03.07.2020
10 Komentarze

Aktor znany z „Breaking Bad” wystąpi w Far Cry 6?

Aktor znany z „Breaking Bad” wystąpi w Far Cry 6?
Na pewno zobaczymy go w „wielkiej grze”. I nie, nie chodzi o teleturniej.

Mało kto chyba spodziewa się, że w przyszłym tygodniu podczas konferencji Ubisoftu nie usłyszymy o Far Cry 6 – wydawca planuje przecież wypuścić w tym roku finansowym produkcję AAA z jednej największych marek firmy. Oficjalnie o istnieniu gry wciąż jednak nic nie wiemy.

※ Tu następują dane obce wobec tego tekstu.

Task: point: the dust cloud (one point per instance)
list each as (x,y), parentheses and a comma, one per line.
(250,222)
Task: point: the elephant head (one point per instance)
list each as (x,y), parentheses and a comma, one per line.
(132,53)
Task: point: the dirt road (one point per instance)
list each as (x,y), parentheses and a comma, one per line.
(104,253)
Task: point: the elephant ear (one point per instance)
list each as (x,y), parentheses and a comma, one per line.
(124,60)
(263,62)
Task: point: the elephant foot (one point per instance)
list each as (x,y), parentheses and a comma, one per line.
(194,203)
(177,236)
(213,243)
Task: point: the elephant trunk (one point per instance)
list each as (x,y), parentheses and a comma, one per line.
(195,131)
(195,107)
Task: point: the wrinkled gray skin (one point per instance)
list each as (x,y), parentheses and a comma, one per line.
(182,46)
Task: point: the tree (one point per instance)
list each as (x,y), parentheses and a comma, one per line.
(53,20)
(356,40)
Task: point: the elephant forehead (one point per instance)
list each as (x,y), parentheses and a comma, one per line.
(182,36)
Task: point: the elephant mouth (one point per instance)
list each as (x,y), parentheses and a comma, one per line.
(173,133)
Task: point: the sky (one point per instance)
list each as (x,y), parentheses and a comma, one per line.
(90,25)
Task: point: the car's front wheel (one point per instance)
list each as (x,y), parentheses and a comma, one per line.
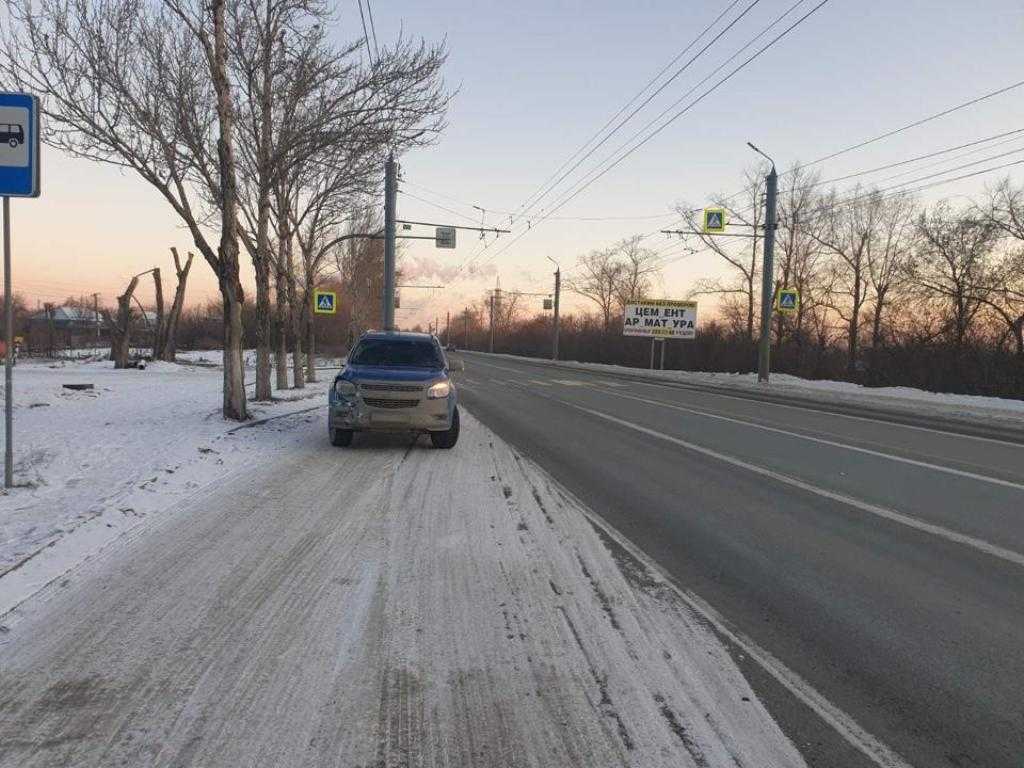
(341,437)
(449,438)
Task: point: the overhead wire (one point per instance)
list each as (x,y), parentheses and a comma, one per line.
(639,107)
(690,105)
(629,103)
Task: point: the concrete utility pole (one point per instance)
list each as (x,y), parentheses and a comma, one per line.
(390,196)
(8,366)
(95,315)
(491,346)
(558,289)
(767,289)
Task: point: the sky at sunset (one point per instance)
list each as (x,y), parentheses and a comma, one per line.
(536,79)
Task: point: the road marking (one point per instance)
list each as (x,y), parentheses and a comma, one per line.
(846,726)
(716,391)
(834,443)
(898,517)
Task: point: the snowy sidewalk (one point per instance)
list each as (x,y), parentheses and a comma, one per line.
(388,604)
(91,464)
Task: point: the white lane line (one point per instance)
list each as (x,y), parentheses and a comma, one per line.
(823,404)
(848,729)
(898,517)
(716,391)
(834,443)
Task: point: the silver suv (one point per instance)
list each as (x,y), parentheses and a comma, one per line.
(394,381)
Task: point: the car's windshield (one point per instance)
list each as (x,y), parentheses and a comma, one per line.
(407,352)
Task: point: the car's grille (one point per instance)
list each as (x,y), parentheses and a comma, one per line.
(381,402)
(390,387)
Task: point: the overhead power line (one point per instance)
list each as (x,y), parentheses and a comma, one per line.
(373,29)
(629,103)
(639,107)
(915,123)
(666,124)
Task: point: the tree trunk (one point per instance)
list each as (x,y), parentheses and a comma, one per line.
(170,335)
(160,329)
(235,370)
(230,286)
(121,343)
(264,329)
(281,346)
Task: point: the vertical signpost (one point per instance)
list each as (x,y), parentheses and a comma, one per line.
(18,178)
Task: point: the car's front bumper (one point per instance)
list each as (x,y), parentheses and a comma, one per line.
(427,415)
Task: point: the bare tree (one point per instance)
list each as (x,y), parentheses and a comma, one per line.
(637,267)
(598,278)
(144,86)
(953,264)
(169,344)
(849,227)
(889,257)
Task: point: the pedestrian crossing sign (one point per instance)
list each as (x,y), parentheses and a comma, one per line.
(714,220)
(788,300)
(325,302)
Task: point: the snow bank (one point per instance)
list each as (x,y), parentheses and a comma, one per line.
(90,464)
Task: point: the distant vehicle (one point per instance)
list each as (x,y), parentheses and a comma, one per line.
(11,133)
(394,381)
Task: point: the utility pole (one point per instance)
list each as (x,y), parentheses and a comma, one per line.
(491,346)
(767,290)
(95,315)
(558,290)
(8,368)
(390,195)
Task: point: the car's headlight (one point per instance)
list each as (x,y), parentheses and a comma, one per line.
(344,388)
(438,390)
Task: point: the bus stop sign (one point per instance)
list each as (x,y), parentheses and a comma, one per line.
(18,145)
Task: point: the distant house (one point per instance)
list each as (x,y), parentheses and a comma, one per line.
(65,328)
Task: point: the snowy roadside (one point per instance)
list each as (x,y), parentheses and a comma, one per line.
(387,604)
(91,464)
(1003,411)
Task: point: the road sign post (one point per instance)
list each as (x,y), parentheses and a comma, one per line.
(18,178)
(787,301)
(325,302)
(714,222)
(444,237)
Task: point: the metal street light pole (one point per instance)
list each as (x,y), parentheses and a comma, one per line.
(767,274)
(558,290)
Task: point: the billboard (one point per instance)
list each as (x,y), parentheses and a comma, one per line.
(663,318)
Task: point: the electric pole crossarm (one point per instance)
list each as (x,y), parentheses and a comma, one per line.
(457,226)
(709,235)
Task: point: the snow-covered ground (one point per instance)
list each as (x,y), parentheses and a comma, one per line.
(387,604)
(90,464)
(963,406)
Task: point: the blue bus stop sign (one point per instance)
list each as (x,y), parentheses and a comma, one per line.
(18,145)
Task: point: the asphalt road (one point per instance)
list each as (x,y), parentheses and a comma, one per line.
(881,562)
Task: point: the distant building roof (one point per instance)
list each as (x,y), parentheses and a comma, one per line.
(69,314)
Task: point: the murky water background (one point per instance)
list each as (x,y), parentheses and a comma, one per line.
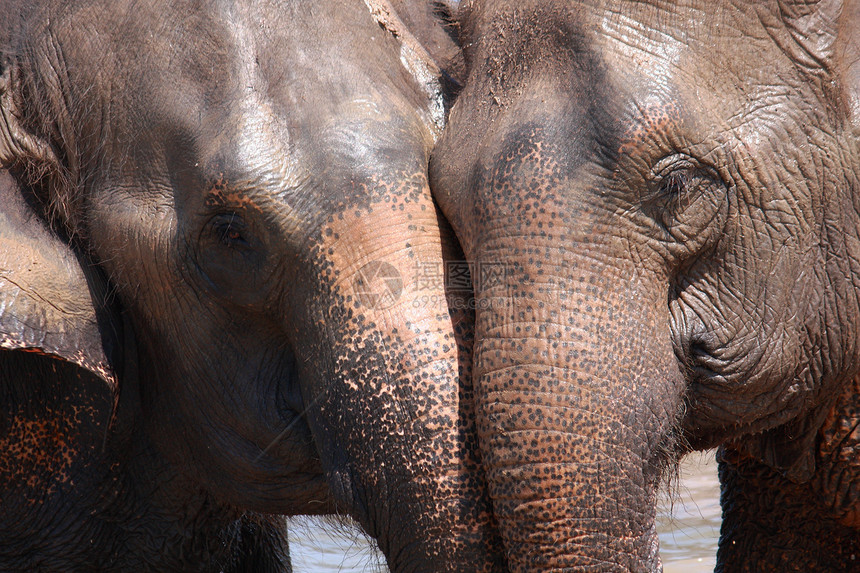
(688,524)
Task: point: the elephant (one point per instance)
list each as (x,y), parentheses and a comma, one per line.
(82,487)
(660,203)
(249,180)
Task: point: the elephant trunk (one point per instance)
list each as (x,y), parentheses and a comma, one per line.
(391,410)
(578,396)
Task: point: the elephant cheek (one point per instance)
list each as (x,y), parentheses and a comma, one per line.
(578,398)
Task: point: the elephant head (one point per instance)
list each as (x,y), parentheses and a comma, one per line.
(76,463)
(660,203)
(251,179)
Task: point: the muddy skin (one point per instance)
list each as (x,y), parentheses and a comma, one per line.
(240,187)
(671,189)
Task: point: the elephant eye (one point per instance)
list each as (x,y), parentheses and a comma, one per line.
(230,230)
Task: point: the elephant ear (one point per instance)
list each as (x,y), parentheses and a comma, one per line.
(824,39)
(52,302)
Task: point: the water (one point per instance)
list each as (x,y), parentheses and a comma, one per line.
(688,525)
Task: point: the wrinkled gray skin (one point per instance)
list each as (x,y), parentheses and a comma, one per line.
(672,189)
(251,179)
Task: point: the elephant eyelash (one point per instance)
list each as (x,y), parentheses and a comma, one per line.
(676,183)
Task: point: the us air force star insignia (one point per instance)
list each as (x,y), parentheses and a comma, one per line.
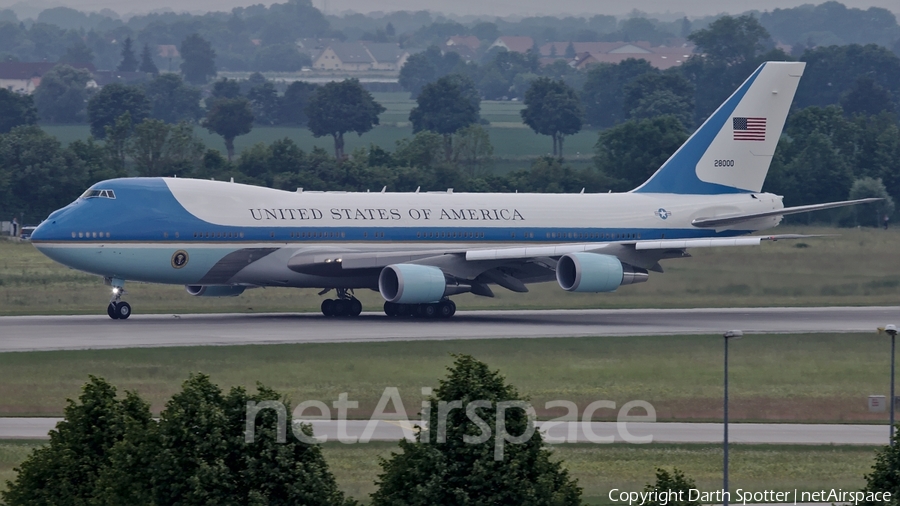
(179,259)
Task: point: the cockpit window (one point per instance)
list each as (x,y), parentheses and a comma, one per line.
(103,194)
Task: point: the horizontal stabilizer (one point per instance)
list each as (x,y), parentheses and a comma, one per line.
(721,221)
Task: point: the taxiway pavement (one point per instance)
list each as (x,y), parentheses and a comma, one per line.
(38,333)
(567,432)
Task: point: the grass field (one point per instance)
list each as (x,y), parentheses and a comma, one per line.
(513,146)
(856,267)
(514,143)
(600,468)
(812,378)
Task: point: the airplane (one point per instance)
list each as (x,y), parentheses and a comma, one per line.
(417,249)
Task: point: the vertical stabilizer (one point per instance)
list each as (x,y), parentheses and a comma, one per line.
(732,150)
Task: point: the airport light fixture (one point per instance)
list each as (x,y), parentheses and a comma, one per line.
(729,335)
(891,330)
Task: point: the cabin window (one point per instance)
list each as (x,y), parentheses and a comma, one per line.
(103,194)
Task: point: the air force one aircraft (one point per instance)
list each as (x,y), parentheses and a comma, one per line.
(417,249)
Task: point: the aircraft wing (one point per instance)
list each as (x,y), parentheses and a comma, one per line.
(512,267)
(727,220)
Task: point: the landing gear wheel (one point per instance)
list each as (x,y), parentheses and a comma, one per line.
(446,308)
(123,310)
(428,310)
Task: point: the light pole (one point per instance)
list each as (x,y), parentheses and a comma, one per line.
(891,331)
(729,335)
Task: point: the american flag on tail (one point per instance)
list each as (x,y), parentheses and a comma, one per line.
(749,129)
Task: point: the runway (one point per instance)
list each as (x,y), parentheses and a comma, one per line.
(567,432)
(43,333)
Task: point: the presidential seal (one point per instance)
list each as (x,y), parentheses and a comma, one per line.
(179,259)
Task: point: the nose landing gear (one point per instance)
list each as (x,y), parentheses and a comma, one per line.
(345,305)
(118,309)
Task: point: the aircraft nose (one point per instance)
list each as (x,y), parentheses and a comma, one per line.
(44,231)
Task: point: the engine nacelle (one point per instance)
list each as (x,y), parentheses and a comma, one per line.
(412,284)
(214,291)
(592,272)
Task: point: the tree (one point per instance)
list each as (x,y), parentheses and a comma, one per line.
(111,102)
(730,40)
(341,107)
(472,149)
(631,152)
(603,93)
(116,146)
(265,103)
(171,100)
(62,94)
(16,110)
(111,451)
(129,61)
(867,97)
(160,149)
(67,470)
(293,103)
(445,466)
(147,64)
(198,63)
(659,94)
(444,107)
(884,476)
(868,187)
(552,108)
(667,482)
(229,117)
(223,88)
(831,72)
(426,67)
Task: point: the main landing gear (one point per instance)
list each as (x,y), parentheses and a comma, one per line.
(345,305)
(443,309)
(118,309)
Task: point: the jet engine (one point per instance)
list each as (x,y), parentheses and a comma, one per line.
(592,272)
(214,291)
(412,284)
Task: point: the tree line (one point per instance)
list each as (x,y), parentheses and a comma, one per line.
(841,139)
(259,38)
(109,450)
(208,446)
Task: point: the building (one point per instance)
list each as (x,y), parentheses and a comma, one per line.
(24,77)
(514,44)
(466,47)
(361,57)
(590,53)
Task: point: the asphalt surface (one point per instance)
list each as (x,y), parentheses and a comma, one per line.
(568,432)
(34,333)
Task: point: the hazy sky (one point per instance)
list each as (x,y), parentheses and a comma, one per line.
(484,7)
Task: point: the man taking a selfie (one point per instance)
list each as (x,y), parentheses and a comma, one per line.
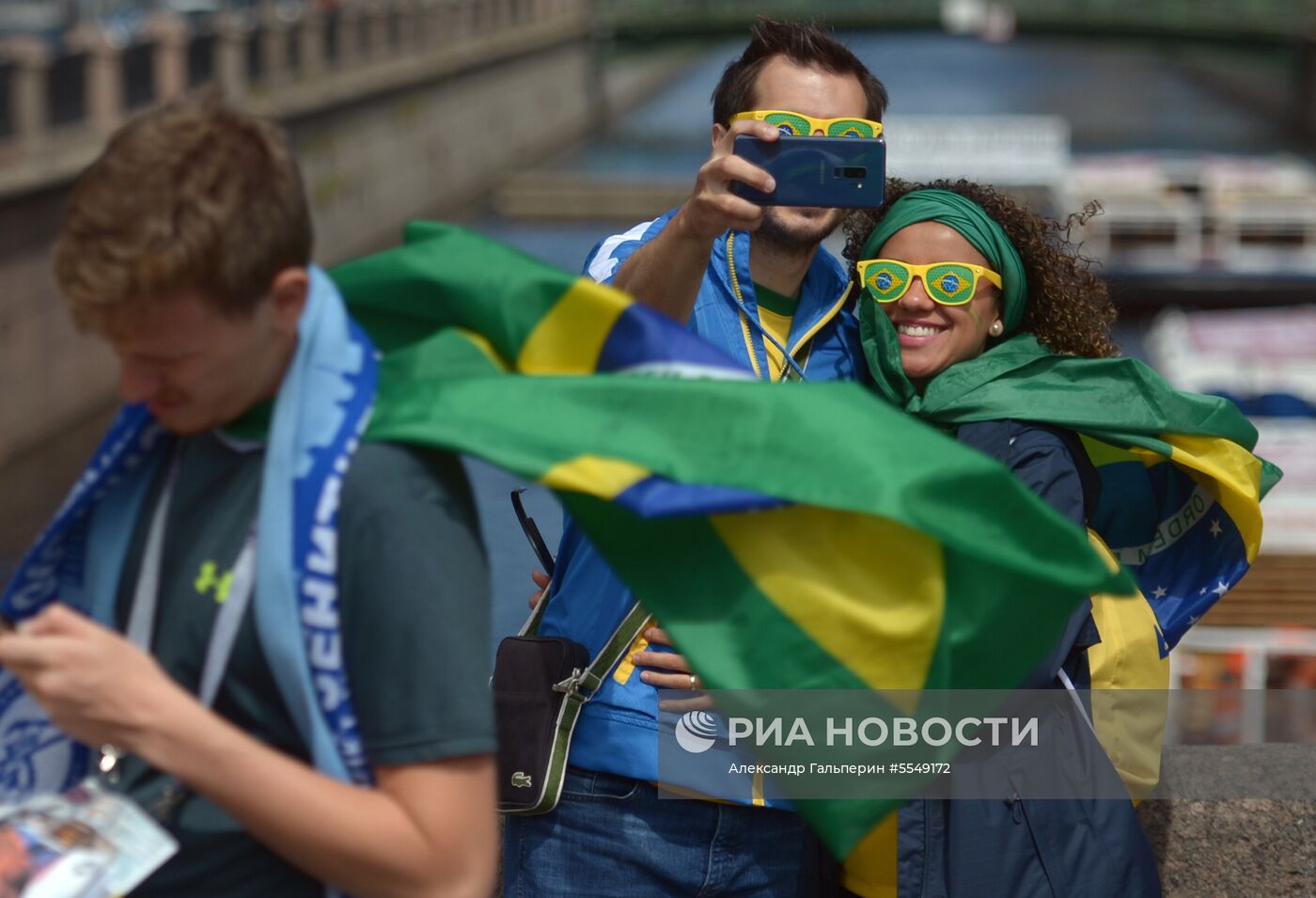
(756,282)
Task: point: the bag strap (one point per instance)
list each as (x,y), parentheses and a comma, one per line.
(582,685)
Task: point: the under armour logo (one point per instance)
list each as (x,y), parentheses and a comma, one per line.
(207,581)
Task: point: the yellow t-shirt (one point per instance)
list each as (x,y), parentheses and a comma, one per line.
(776,312)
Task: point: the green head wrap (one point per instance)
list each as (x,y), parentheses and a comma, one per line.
(881,345)
(973,223)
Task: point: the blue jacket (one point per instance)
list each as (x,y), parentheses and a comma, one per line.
(1028,848)
(618,729)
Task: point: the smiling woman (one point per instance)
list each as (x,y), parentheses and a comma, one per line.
(982,318)
(1039,285)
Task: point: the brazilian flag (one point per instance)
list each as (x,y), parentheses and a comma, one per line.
(859,546)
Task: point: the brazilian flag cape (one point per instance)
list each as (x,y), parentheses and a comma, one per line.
(858,546)
(1180,505)
(1181,487)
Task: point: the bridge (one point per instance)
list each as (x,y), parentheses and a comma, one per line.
(398,109)
(1270,23)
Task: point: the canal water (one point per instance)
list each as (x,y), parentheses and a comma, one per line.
(1115,98)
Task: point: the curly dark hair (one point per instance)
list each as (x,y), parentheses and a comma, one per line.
(1069,307)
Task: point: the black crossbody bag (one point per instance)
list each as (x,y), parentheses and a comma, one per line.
(540,686)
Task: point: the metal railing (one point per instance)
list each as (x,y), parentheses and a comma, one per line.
(1280,22)
(62,96)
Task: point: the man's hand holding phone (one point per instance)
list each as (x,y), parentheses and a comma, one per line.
(713,207)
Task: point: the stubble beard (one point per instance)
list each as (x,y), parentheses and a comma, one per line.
(795,239)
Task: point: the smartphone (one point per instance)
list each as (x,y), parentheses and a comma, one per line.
(845,173)
(532,532)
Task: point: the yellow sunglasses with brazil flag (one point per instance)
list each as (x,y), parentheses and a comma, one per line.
(949,283)
(803,125)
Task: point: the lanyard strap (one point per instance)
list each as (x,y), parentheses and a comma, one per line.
(227,621)
(141,618)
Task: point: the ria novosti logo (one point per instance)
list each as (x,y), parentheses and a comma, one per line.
(697,731)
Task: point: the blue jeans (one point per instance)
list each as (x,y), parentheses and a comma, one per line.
(614,838)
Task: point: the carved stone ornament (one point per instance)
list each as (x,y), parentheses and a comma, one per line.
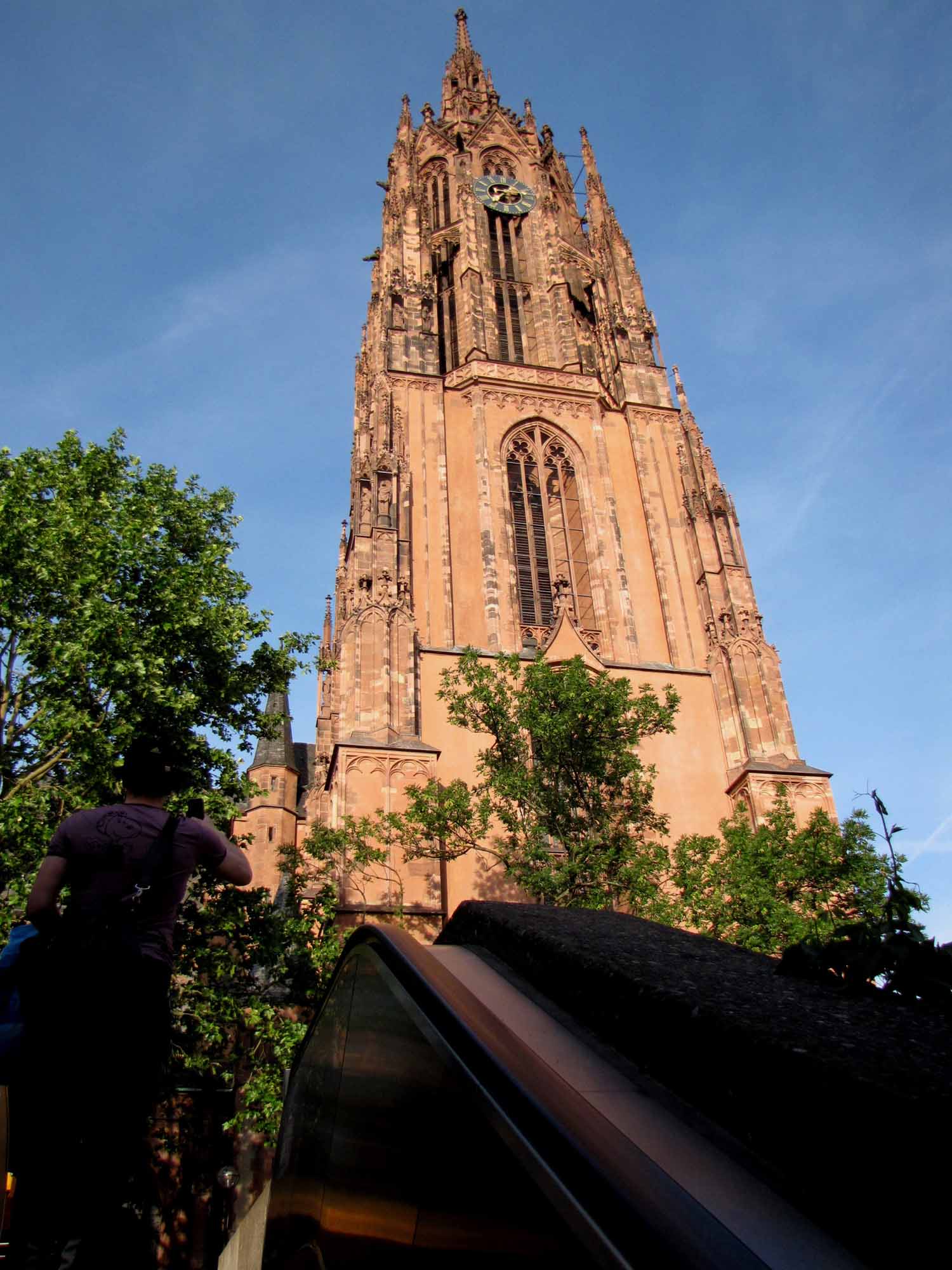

Temat „szóstki” powrócił teraz na salony za sprawą Giancarlo Esposito, aktora znanego z „Breaking Bad” i „Zadzwoń do Saula”, gdzie wcielił się w Gusa Fringa. Oprócz tego mogliśmy zobaczyć go i usłyszeć w pojedynczych odcinkach dziesiątek innych produkcji, w tym chociażby „Westworld”, „The Boys”, „Community” czy „Mandalorianina”. Esponito w rozmowie z Collider powiedział, iż pracuje w tej chwili nad niezapowiedzianą jeszcze wielką grą wideo, która używa specjalnej technologii wymagającej zupełnie nowego rodzaju aktorstwa. I jeżeli powyższe słowa to zdecydowanie za mało, by wnioskować cokolwiek, szybko pojawiły się dodatkowe poszlaki.

Niezawodny Daniel Ahmad poinformował, że o grze wspominanej przez Esponito usłyszymy jeszcze w tym miesiącu. Zawęża to oczywiście wybór – w lipcu odbędą się w końcu konferencje Ubisoftu oraz Microsoftu (o Stadii nie wspominam, choć może niesłusznie). Portal GameReactor potwierdził zaś – chociaż nie podał przy tym żadnego dowodu ani nie powołał się na źródła – że chodzi o Far Cry 6.

Czy faktycznie Giancarlo Esposito wystąpi w „szóstce”, przekonamy się najpewniej 12 lipca.

10 odpowiedzi do “Aktor znany z „Breaking Bad” wystąpi w Far Cry 6?”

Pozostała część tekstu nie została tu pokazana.